Cast: Jim Carrey, Bob Balaban, Brent Briscoe, Jeffrey DeMunn, Amanda Detmer, Allen Garfield, Hal Holbrook, Laurie Holden, Martin Landau, Ron Rifkin, David Ogden Stiers, James Whitmore
Genre: Drama 2001
Running time: 154 mins.
Rating:★★
Peter (Jim Carrey), a Hollywood screenwriter who stumbles into tiny Lawson, California, with his memory blanked out by an auto accident. There, he's mistaken by the citizenry to be a long-lost war hero....an identity that Peter also comes to believe while restoring the town's shuttered movie palace and romancing the girl (Laurie Holden) he supposedly left behind. It's the perfect life and, perhaps, the perfect lie. But the truth is bound to surface.

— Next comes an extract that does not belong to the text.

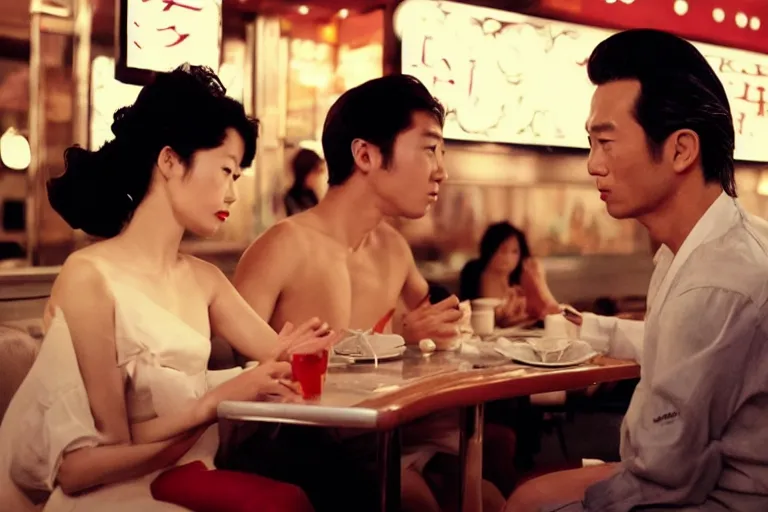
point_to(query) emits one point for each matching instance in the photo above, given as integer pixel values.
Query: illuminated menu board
(506, 77)
(159, 35)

A movie lover in the 1950's, living what he thinks is a perfect life in a city that's glamorous Hollywood. B-movie screenwriter, whose work gets changed by higher ups and he doesn't haven't the courage to stand up for himself. His perfect wannabe actress girlfriend leaves him and lastly, he's being accused of being a Communist, making the studio wanting to do with him until it clears up. If it clears up. Some perfect life. It isn't until the accident and he lands himself on the shore in a small town with no memory that he finally finds genuine kindness and acceptance. However, he's being confused for someone else. With Martin Landau as your father, hell who cares.
It becomes apparent that prior to the accident, Peter was slowly losing the pure joy for moving pictures and his sense of self. Post accident, he is surrounded by people who still carry that joy in their hearts that is going remind Peter why he wanted to become a screenwriter in the first point. The latter, is getting a little ahead of myself because the Peter character lost his memory. Nevertheless, aiding in reopening the town's palace of a theater, The Majestic. Heartwarming as the film is and has an organically subtle story with continuity; the film is predictable. One could argue that similar to a great deal (not all mind you, I'm not implying that) of the films of the 1950's had a predictable formula. Therefore because this film is set in the fifties and it's plot is surrounded by the pure joy of movies that the predictability of the plot is reminiscent of that era in a modern way and shouldn't matter. Well, it matters to me, GOD BLAMMIT!
As a child, I loved Jim Carrey. When the Mask came out, I was like "yeah this man is the shit!" Now, he's up there with Will Ferrell, where if I never see another one of their films again, I'd be okay with that. There would have to be a really well casted group of actors working with them for me to possibly to reconsider. And this film does has a well-casted group of actors, it hardly changes my opinion on Jim Carrey.